Lance Haymond  Kebaowek First Nation
Natan Obed  President, Inuit Tapiriit Kanatami
Leah Ballantyne  Lawyer, As an Individual
Brian Doxtator  Chief Executive Officer and Principal, Pure Spirit Solutions
Darryl Leroux  Associate Professor, University of Ottawa, As an Individual
Lorne Pelletier  Senior Economic Advisor to the President, Manitoba Métis Federation
Keith Henry  President and Chief Executive Officer, BC Métis Federation
Pamela Palmater  Mi'kmaq Lawyer, Eel River Bar First Nation and Chair in Indigenous Governance, Toronto Metropolitan University, As an Individual
Karen Restoule  Senior Fellow, Macdonald-Laurier Institute, As an Individual
Jacques T. Watso  Advisor, Abénakis Band Council of Odanak
Crystal Semaganis  Leader, Ghost Warrior Society
Angela Jaime  Vice-Provost, Indigenous Engagement, University of Saskatchewan, As an Individual
Anthony Wingham  President, Waceya Métis Society
Madeleine Martin  Legislative Clerk

Leah Gazan NDP Winnipeg Centre, MB

I want to stop you there very quickly, because I have one final question.

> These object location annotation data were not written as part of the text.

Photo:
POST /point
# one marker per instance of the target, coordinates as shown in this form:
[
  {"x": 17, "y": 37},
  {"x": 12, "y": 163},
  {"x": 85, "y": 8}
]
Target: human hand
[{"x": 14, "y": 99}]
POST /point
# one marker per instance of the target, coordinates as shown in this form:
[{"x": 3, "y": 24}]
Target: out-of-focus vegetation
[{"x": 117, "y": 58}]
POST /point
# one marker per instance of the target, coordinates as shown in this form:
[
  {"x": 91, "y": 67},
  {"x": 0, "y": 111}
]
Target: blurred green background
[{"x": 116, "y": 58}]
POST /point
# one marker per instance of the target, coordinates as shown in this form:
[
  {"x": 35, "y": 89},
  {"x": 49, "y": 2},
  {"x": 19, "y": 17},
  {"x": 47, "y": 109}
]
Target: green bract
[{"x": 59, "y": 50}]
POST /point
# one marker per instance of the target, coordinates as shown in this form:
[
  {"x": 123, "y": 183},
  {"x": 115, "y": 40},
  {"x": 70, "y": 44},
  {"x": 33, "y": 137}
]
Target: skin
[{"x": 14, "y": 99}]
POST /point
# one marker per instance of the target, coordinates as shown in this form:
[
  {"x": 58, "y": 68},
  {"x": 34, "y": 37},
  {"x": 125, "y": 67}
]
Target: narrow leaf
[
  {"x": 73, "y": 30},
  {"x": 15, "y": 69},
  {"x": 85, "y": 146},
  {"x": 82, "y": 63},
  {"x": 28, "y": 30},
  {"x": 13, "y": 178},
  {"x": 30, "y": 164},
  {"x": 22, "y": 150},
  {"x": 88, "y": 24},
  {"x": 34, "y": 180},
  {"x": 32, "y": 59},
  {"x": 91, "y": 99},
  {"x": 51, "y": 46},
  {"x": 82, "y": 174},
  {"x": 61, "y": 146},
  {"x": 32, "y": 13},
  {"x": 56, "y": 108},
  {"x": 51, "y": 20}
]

I used to work at the national Centre for First Nations Governance. One thing we did was work with indigenous nations from across the country on developing membership codes and things like elections acts. Where the first nation is in terms of capacity determines where they fit into this question. How important is it to provide funding to support nations in developing their own governance structures?

Those were programs that were cut under the Harper government.

11:50 a.m.

Advisor, Abénakis Band Council of Odanak

Jacques T. Watso

It's extremely important. It will help us address a lot of the problems that stem from self-identification and define our own system of governance and our own membership lists.

Leah Gazan NDP Winnipeg Centre, MB

You spoke about entrepreneurship. I know there's a lot of bureaucracy. If you want to open a business in a city, then you go to the bureau. You have to get a couple of signatures, and then you can just open a business. On a first nation, if you want to open a business, it can take up to six months. How does that oppressive colonial bureaucracy impede entrepreneurship in first nations?

11:50 a.m.

Advisor, Abénakis Band Council of Odanak

Jacques T. Watso

I can speak from experience, because I myself opened a business. I had to seek out grants and apply for loans, which took me nearly nine months, whereas my Quebec neighbours would only have needed a week or two. That's a problem. People talk about reconciliation, but there's also the matter of trusting indigenous entrepreneurship. We're a hard-working people and always have been. We're in charge of our own destiny.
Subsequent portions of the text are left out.